When the waters at the base of the Suburban Baths were drained, a skeleton came to light. It was 1980 and that skeleton was just the first of many human remains to be found, turning on its head the comforting idea that almost all the people of Herculaneum had survived the eruption of Vesuvius in 79 AD. The beach and the arches that held up the terrace of the baths and of the sacred area, which were used for maintaining and sheltering boats, turned out to be a cemetery of skeletons: over 250 were found along less than a hundred metres of seashore. The original conformation of the site was obliterated by the thick blanket of pyroclastic material, which pushed the coastline some hundreds of metres further out. In a desperate attempt to save themselves, the inhabitants of Herculaneum packed into the arcades that gave onto the sea, and it was here that the greatest number of victims were found. The contraction of the limbs shows that the bodies were subjected to high temperatures, and their open mouths that they were gasping for breath, with their windpipes blocked. Unlike the victims in Pompeii, who were buried by layers of ash that then hardened, the dozens of metres of ash that covered those trying to flee Herculaneum remained moist, gradually enveloping the bodies as the soft tissues decomposed, preserving the bones. Considering that the Romans used to cremate their dead, these skeletons are an exceptional discovery for biological anthropology, offering a virtual census of the population at the time.
On 3 August 1982, during excavation of the ancient marina, a charred wooden boat, placed upside down, was unearthed a few metres from the Suburban Baths. Near the keel was the skeleton of a man, probably a soldier, aged 37 and about 1.8 metres tall, wearing a belt from which hung a dagger and a gladius. A bag with twelve silver and two gold coins was found nearby. He had lost a number of teeth, probably in a fight – maybe the one in which he had been struck by a pointed weapon that had cut into his left femur. The regular development of his bones showed that his nutrition had been good and the head of his femur appeared worn down, as found in people who spend a long time riding. The carpentry tools found next to the skeleton – a bag containing a hammer and two chisels for wood – probably show how, in peacetime, the soldiers were used for construction work. He had probably just got off the boat, possibly a lifeboat, in a bid to rescue the many Herculaneans who had raced down to the beach. Here we see not just the lifestyle and customs of the time, but also the final hours of Herculaneum, with the feverish stampede of a panic-stricken population.

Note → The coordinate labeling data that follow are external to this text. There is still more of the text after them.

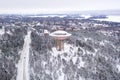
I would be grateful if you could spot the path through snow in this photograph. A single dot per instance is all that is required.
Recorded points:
(23, 65)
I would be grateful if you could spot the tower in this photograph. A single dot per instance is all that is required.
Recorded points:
(59, 37)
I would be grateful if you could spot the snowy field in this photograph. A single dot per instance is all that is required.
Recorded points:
(115, 18)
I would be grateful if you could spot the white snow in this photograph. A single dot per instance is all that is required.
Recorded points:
(60, 33)
(23, 65)
(82, 63)
(118, 67)
(86, 16)
(111, 18)
(2, 31)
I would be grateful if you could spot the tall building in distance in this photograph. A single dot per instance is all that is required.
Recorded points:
(59, 37)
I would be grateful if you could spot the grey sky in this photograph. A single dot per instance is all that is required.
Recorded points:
(57, 5)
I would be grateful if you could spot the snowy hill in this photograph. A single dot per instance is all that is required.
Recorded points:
(91, 53)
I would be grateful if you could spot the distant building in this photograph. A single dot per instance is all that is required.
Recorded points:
(59, 37)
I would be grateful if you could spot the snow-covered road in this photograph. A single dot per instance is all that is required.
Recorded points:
(23, 65)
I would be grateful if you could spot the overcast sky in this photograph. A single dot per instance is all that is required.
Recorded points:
(28, 6)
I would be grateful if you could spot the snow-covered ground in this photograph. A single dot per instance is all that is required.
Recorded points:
(111, 18)
(86, 16)
(2, 31)
(23, 65)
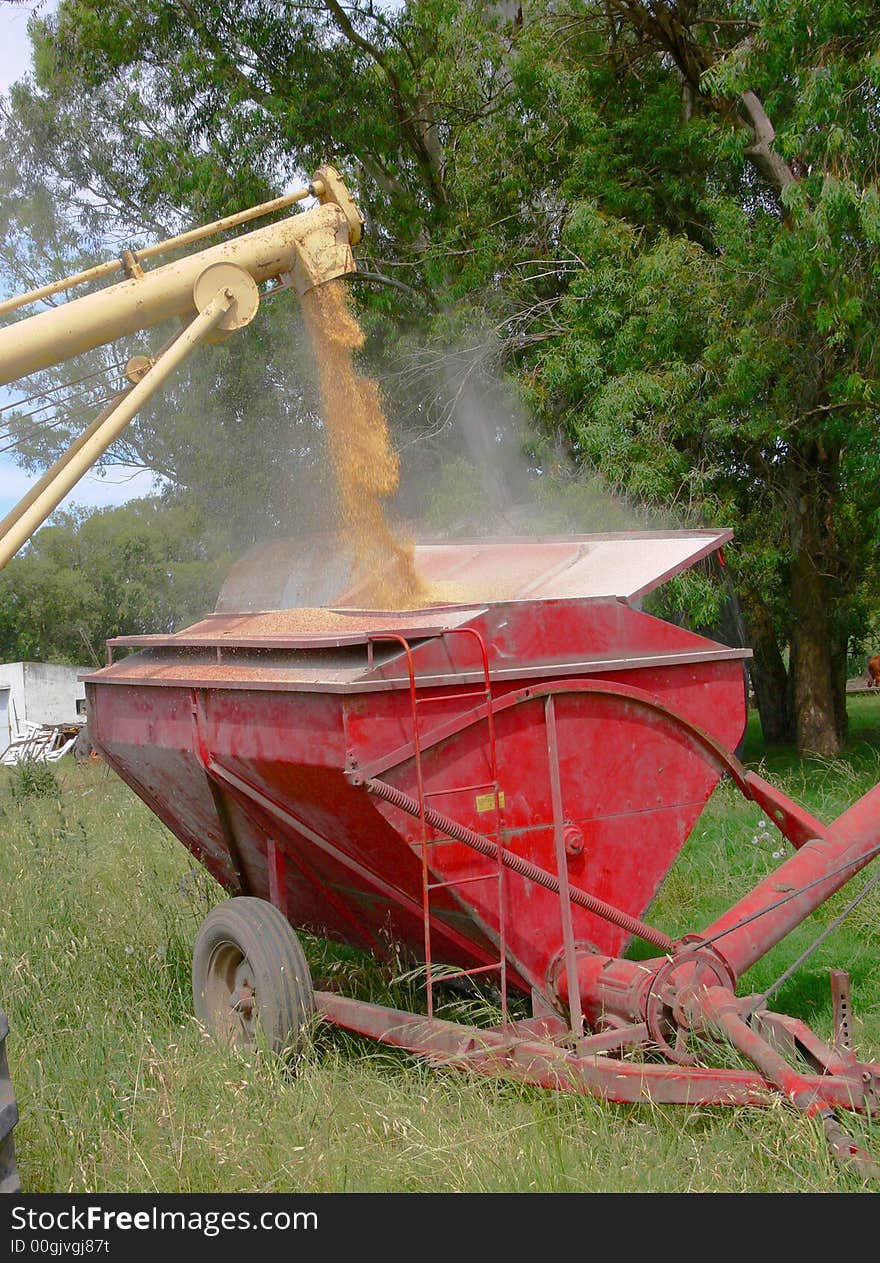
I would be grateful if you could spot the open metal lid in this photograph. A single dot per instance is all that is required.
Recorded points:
(291, 574)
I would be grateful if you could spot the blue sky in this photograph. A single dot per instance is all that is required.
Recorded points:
(119, 484)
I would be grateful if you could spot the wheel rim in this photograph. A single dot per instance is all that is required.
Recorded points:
(230, 995)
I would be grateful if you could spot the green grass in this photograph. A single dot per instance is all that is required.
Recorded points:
(120, 1090)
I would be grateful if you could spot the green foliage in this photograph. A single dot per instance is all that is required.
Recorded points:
(138, 568)
(32, 778)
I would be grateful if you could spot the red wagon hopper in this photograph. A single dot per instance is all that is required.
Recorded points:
(495, 786)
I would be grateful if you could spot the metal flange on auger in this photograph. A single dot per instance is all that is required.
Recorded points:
(214, 292)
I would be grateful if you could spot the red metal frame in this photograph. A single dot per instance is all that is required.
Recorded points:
(417, 700)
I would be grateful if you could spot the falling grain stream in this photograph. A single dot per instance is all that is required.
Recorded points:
(366, 466)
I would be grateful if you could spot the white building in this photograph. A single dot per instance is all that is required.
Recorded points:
(38, 692)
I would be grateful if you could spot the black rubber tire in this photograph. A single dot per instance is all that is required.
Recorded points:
(9, 1117)
(249, 971)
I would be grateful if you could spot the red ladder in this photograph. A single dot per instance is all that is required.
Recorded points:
(485, 694)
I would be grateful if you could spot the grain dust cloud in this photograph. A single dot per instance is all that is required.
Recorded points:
(366, 466)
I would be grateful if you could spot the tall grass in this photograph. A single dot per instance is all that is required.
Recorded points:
(120, 1090)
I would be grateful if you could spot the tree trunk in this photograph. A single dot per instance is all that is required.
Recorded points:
(814, 712)
(838, 661)
(768, 675)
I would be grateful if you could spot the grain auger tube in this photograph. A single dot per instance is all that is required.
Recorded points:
(214, 292)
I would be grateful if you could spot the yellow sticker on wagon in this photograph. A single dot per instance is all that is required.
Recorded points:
(486, 801)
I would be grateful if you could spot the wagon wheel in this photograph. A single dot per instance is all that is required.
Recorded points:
(249, 973)
(9, 1114)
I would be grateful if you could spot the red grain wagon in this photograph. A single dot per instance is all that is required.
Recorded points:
(496, 787)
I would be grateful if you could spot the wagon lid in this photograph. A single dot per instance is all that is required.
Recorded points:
(621, 565)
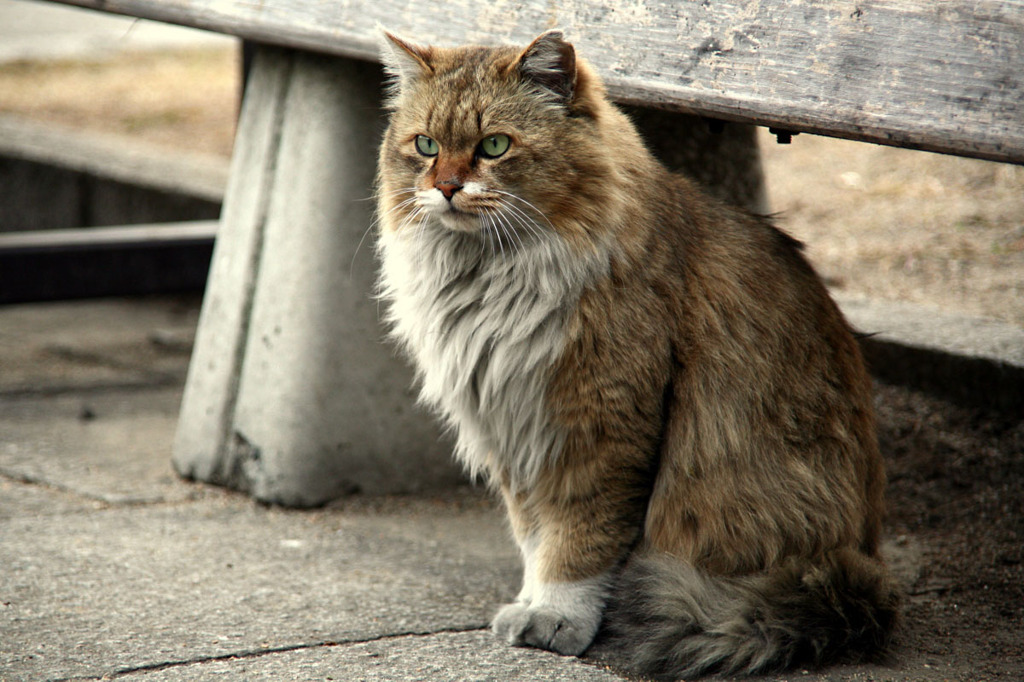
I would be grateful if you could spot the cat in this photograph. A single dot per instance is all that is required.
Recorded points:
(672, 408)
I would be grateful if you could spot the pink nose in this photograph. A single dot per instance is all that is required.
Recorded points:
(449, 188)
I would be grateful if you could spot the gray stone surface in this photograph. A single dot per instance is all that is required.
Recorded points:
(293, 395)
(128, 587)
(438, 657)
(112, 567)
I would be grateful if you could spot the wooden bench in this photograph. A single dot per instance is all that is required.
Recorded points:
(291, 393)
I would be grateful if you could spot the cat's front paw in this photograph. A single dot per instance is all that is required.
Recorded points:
(545, 628)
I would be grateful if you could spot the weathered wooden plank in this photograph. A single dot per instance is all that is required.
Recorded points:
(938, 75)
(60, 264)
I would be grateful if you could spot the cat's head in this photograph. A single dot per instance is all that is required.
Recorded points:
(503, 141)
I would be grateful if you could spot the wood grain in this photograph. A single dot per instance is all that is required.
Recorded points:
(938, 75)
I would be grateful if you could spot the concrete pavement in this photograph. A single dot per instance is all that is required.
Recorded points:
(113, 567)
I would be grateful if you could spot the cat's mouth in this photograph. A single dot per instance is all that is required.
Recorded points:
(461, 219)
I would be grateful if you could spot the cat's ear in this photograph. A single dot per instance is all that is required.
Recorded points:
(550, 64)
(403, 62)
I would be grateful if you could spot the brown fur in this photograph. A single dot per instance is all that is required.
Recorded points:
(713, 402)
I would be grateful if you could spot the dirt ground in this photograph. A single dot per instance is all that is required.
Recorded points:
(882, 222)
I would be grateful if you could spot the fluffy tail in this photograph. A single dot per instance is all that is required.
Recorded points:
(677, 622)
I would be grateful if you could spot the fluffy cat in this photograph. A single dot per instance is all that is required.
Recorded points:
(674, 411)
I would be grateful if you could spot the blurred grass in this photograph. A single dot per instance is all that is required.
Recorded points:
(180, 99)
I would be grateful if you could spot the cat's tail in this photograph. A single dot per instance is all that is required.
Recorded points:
(677, 622)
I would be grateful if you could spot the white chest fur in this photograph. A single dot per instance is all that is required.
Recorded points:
(484, 329)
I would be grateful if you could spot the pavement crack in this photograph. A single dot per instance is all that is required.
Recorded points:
(269, 650)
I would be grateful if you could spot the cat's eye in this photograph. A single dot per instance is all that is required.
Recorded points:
(426, 145)
(495, 145)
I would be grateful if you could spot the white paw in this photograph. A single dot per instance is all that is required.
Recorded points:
(545, 628)
(559, 616)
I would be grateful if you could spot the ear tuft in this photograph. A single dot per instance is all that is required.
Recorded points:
(403, 62)
(550, 64)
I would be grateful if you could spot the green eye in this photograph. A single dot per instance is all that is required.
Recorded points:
(495, 145)
(426, 146)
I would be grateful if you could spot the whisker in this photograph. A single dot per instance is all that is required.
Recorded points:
(520, 217)
(523, 201)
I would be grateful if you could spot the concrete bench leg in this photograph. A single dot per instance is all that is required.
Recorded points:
(292, 395)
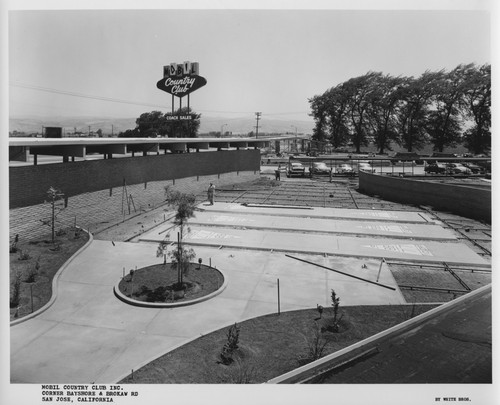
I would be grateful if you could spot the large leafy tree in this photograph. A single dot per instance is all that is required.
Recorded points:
(477, 107)
(358, 91)
(385, 101)
(415, 97)
(444, 123)
(318, 111)
(435, 107)
(337, 115)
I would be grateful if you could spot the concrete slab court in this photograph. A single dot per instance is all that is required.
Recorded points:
(319, 212)
(89, 335)
(425, 251)
(323, 225)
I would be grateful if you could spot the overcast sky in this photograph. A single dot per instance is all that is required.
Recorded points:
(269, 61)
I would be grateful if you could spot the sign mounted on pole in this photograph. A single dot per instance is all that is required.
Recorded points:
(180, 80)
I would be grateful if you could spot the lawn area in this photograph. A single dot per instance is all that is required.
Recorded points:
(270, 345)
(34, 265)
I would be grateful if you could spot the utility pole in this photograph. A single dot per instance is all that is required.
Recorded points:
(257, 117)
(296, 147)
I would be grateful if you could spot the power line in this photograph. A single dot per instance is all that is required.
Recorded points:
(139, 103)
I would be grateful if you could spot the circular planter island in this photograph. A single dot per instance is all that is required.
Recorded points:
(158, 286)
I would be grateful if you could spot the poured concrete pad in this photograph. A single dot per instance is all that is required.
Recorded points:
(323, 225)
(425, 251)
(317, 212)
(89, 335)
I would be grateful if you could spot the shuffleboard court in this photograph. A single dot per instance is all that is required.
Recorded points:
(422, 251)
(317, 212)
(324, 225)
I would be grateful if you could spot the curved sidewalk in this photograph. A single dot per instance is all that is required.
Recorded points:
(89, 335)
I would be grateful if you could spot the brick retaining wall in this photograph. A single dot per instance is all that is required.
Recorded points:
(28, 185)
(466, 201)
(99, 209)
(97, 197)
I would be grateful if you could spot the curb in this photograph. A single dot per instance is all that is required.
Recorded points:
(54, 285)
(326, 363)
(144, 304)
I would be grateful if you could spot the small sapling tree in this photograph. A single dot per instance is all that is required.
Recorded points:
(184, 205)
(233, 337)
(336, 320)
(13, 245)
(15, 293)
(56, 205)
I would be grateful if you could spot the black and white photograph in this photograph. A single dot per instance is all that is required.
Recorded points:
(263, 202)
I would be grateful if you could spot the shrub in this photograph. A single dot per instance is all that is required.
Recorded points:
(13, 245)
(336, 320)
(316, 346)
(233, 337)
(15, 294)
(24, 255)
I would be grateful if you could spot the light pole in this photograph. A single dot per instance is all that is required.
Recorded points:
(296, 149)
(222, 129)
(257, 117)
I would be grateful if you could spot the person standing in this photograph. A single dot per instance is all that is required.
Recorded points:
(211, 193)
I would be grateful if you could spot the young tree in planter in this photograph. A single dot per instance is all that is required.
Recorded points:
(180, 259)
(55, 197)
(184, 205)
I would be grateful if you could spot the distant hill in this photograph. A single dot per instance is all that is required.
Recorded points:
(237, 126)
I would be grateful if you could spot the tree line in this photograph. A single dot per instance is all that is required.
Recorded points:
(442, 108)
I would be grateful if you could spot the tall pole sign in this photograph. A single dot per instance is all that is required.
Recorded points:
(181, 79)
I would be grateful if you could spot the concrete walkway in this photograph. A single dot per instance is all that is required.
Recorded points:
(88, 335)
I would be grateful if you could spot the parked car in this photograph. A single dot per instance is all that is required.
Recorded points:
(319, 168)
(345, 169)
(475, 169)
(295, 169)
(435, 167)
(365, 167)
(457, 168)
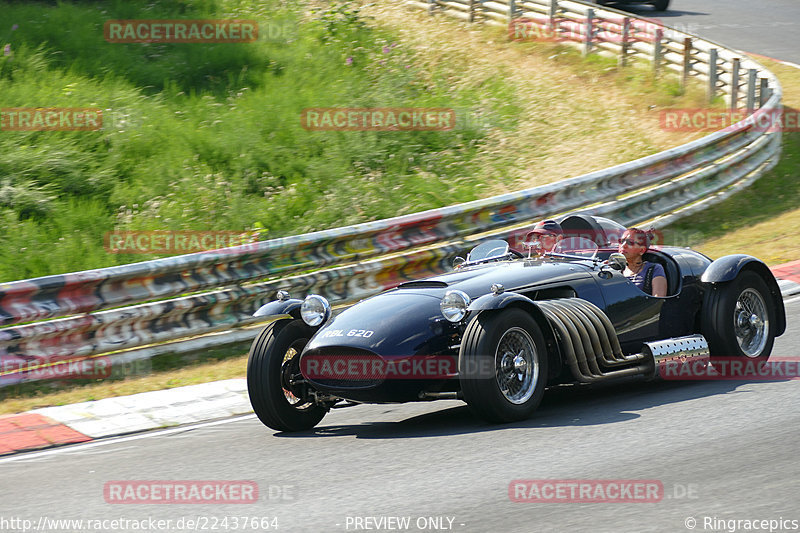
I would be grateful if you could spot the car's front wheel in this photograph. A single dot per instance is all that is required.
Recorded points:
(741, 320)
(503, 365)
(273, 373)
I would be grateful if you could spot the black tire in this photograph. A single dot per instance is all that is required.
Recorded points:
(660, 5)
(266, 377)
(486, 348)
(728, 324)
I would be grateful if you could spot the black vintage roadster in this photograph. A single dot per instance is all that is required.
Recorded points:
(506, 324)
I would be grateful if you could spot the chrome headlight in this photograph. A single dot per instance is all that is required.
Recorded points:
(454, 305)
(315, 310)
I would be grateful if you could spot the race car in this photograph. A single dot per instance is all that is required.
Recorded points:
(658, 5)
(506, 324)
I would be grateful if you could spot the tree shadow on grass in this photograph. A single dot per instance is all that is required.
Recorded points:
(775, 193)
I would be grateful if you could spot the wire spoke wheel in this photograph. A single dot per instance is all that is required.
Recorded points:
(751, 322)
(279, 394)
(290, 375)
(516, 365)
(503, 365)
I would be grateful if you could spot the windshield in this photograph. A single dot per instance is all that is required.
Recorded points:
(488, 250)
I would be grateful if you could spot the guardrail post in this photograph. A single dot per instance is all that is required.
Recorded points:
(751, 89)
(658, 52)
(551, 16)
(735, 83)
(687, 61)
(626, 30)
(712, 74)
(589, 29)
(763, 92)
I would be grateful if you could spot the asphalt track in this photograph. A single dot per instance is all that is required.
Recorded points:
(724, 450)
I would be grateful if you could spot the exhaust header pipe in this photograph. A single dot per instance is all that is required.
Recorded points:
(671, 353)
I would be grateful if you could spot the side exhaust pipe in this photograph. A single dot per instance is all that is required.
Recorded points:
(592, 351)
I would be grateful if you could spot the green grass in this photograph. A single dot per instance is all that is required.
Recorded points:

Founded during the Samnite period, Herculaneum was one of the circum-Vesuvian cities buried by the great eruption of Vesuvius in AD 79. This was the area hit by its most violent and sudden phenomena (pyroclastic flows mostly at high temperatures) and where it left its thickest deposits (up to 25 m).
The 0015 core sampling site is in the archaeological area of the Herculaneum excavations, on the ramp that goes down to the pumping plant and to the coastal tuff platform on which the ancient beach had formed. Straight cuts and grooves on this platform have been identified as traces of ancient quarrying activities for the extraction of blocks of tuff used for building the city. Where it has been uncovered by archaeological excavations, the tuffaceous platform, which was once out of the water, is now about 6.5 m below sea level due to the subsidence of the ground caused by volcanic-tectonic phenomena. A pumping system removes the groundwater, which would otherwise fill the area.
The sand deposited on the quarry site dates from two different periods of marine transgression, the first dating from the early first century AD, and the second from the final part of the city’s last decade, before the fatal eruption in AD 79.
The ramp on which the core sampling site is located cuts through the deposits of the AD 79 eruption, which are exposed and clearly visible along the entire front of the excavation. The core sampling site is in the lower part of the ramp and thus goes only through the lower portion of the sequence, at -2.65 m below the paving of the ramp.
Beneath the eruptive layer there is a thin layer, of 5 cm, with a concentration of carbonised organic substances, including minute fragments of wood and plants (US3) burnt by the eruptive materials.
The carbonised stratum at -2.7 m covers a layer of fine grey sand mixed with grey-beige cinerite, which constitutes the sediments of the beach at the time of the eruption.
At a depth of 2.85 m, these sediments rest on the coastal platform formed by the tuff of the Octavian eruption which, as we have seen, was quarried for the construction of the city from the time of its foundation. At the core drilling point, the tuff is just 1.35 m thick, as much of it had been removed by quarrying.
The stratigraphic sequence from the Octavian tuff (8,000 years) to the Pompeii eruption (AD 79) was not found in the sampling area because it had already been removed, revealing the tuff to be quarried.
Below the layer of tuff, from 4.2 to 10 m below ground level, pyroclastites were found containing fragments of tuff and lava, some of which were even larger than the core sample.